Mmmm you can already start to smell fall in the air. Who doesn’t love this time of year? Hoodie weather, pumpkin beer, Halloween, apple pies and of course football. To celebrate the return of the gridiron I figured I would combine two of my favorite things out there – football and movies – into one Hollywood style fantasy draft. Here’s the final roster!
Head Coach: Herman Boone, Remember the Titans
Who would be up to the task of leading a group of players with this much drama attached to them? Almost every single one has some sort of emotional or psychological journey they’ve been on and it would take a hell of a Coach to keep them together. How about the man that pretty much ended racism in a small town and went undefeated? Done.
Assistant Head Coach: Tony D’Amato, Any Given Sunday
When we last met Tony he was already on his last leg of coaching so an Assistant position would work nicely for him. Plus we need to have the man behind the greatest motivational speech of all-time to be there in case of an emergency half-time meeting.
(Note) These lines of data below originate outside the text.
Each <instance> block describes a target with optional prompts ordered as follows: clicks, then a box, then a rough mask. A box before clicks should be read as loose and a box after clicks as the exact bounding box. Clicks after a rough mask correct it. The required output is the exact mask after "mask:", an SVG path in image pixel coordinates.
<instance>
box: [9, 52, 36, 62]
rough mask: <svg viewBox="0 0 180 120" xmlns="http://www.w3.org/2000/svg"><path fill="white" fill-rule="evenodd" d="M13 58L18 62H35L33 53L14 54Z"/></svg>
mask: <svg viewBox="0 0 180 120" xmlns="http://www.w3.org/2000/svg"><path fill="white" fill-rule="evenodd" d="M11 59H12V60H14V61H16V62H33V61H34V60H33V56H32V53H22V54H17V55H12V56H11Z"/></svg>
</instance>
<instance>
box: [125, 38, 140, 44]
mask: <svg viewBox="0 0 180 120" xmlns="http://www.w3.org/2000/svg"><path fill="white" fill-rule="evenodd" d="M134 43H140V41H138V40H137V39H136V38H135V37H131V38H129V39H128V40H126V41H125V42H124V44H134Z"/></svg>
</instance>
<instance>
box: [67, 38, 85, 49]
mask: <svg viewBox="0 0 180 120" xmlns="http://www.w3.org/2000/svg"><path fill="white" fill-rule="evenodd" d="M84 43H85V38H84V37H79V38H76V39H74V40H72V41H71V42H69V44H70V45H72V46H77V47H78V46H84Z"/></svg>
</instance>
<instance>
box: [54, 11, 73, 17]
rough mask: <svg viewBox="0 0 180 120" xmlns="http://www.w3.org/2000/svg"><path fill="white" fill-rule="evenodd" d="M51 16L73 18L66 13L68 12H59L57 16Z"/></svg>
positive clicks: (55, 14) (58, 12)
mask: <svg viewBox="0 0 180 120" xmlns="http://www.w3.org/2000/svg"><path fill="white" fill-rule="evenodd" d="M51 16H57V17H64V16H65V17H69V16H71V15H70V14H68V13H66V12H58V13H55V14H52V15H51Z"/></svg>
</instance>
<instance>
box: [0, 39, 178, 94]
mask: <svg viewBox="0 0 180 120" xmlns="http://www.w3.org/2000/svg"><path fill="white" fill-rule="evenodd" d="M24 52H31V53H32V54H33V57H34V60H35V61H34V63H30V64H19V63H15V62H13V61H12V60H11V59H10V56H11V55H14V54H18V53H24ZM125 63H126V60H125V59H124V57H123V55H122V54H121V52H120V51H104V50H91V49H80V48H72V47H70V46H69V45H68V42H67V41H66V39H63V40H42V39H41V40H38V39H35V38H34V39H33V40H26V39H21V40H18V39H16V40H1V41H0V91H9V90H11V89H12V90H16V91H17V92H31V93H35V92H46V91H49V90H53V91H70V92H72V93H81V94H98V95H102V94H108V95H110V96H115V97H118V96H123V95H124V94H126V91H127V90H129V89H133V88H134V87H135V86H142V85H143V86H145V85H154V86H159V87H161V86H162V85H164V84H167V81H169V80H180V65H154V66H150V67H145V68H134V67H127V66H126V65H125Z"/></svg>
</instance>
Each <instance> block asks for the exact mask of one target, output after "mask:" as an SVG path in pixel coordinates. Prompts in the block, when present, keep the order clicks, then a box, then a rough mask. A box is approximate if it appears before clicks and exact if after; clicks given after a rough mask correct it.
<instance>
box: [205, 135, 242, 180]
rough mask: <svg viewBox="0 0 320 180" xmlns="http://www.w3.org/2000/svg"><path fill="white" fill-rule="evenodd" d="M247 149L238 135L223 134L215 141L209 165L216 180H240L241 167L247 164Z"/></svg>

Quarterback: Shane Falco, The Replacements
A rocket arm, undeniable leadership and enough journeyman experience to humble the man. Oh, and this quote “Pain heals, chicks dig scars, glory.. lasts forever”. Yup that’s our Quarterback.
Running Back: Boobie Miles, Friday Night Lights
When you put the ball in the hands of Boobie Miles you get magic, plain and simple. You need that type of swagger and confidence with the guy on your team who’ll be toting the rock 30 times a game. Just get him a knee brace.Fullback: Spike, Little Giants
Your fullback is really only given the ball in short yardage situations when you reallllly need to push the pile and gain a yard or two. Who better for this job than the guy who was squatting refrigerators as a 12 year old?
Wide Receiver: Rod Tidwell, Jerry Maguire
Some would say there’s a swagger overload with both Boobie and Rod on the team but I’d say Rod was a changed man after his near-death experience on Monday Night Football. Plus think of all the money we can make with his trademarked “Show me the money” slogan! He’s everything you look for in a #1 receiver.Wide Receiver 2: Tweeter, Varsity Blues
Every football team needs that scrappy little chain mover who does all the dirty work and consistently shows up when a big first down is needed. Tweeter is a man along the lines of Chrebet, Welker and Edelman and he’s exactly what this squad needs. Plus he parties naked.Middle Linebacker: Bobby Boucher, The Waterboy
If every team needs their scrappy player than they also need their completely bat-shit insane defensive standout, and that’s Bobby! The guy can go from 0-60 in less than a second and is rumored to have actually killed someone in a game. A tackling machine and a sure-fire defensive stopper, he’s the ideal middle linebacker without any cocaine problems.Outside Linebacker: Daniel Bateman, The Replacements
Another absolutely insane tackling machine with a high motor who once started visibly attacking referees on the field of play. He wears his heart on his sleeve and often his opponent’s blood which is a perfect recipe for defensive madness.
Cornerback: Willie Mays Hayes, Major League
Now yes, Willie is a center fielder for the Cleveland Indians but our scouts say that he’s talented enough to be a two sport athlete. He even played football back in high-school and was an All-American track star. You can’t coach speed and this man can keep up with any WR we throw at him. He’s basically Dion Sanders.
Free Safety: Rudy, Rudy
This man’s heart carried an entire team to victory and while he might be undersized for the position his weaknesses will be covered up behind our linebackers. He’s also the most motivational player we have on the field and brings it every single day in practice – a truly invaluable player.Bonus – Kick Returner: Forrest Gump
He may be the village idiot but he’s the fastest son of a bitch alive. RUN FORREST RUN!